Es cierto que faltan lectores en Bolivia, y eso no es fruto de la ausencia de buenos escritores sino de que la mayoría de los lectores casi los menosprecia. En general se opina que en nuestra literatura no existen grandes autores que puedan llamar la atención fuera del país, pero en la mayoría de las veces esto se dice porque no se valoran y no se valoran porque no se conocen. No hay ningún incentivo para que los jóvenes se dediquen a la lectura responsable. Eso viene por frustraciones de los sistemas educativos que, al parecer, no son los más atinados desde hace mucho tiempo.

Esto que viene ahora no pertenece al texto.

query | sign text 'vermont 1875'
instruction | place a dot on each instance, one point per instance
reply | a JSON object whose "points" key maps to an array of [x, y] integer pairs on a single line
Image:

Otra causa es que casi no hay crítica en Bolivia, y la que hay se ha esterilizado. Yo fui uno de los que más crítica escribió en su momento, por amor a la literatura. La gente no se atreve ahora porque es complicado valorar el esfuerzo de los demás y también porque existen una serie de intereses personales y entre colectivos, y como el ambiente es pequeño, nos conocemos todos. No se hace crítica no por abandono ni por desconocimiento, es por un desánimo que nace de la carencia de amor y dedicación por la literatura. No se puede ser un buen carpintero si no se ama la madera.

— ¿Es usted el mayor experto en cuento boliviano?

Soy un estudioso apasionado del cuento boliviano. Siempre he tenido una especie de enamoramiento por el cuento, he escrito mucho cuento pero aún más he leído. Tengo una colección completa de libros de cuentos bolivianos que no existe en ninguna biblioteca, ni en la universitaria, que es la mejor. He escrito sobre su nacimiento, desarrollo y las diversas actitudes de los cuentistas bolivianos, y la biblioteca universitaria de Buenos Aires me solicitó expresamente y me publicó dos antologías. Ahí me animé a escribir unos cuatro o cinco cuentos con temáticas de toda índole.

— ¿Por qué dedica uno toda una vida a escribir?

La única recompensa que hay es simplemente la del procesamiento libre y sin ligaduras para poder expresar el sentimiento que tiene uno por las cosas de la vida. Todo ese contenido de expresión tiene una resonancia en el orden personal, no de jactancia ni pretensiones, sino de satisfacción por hacer algo en la vida. Seguramente un carpintero tiene un goce igual al hacer una buena silla que nosotros al hacer un buen soneto. Y no es poco conseguir la autosatisfacción.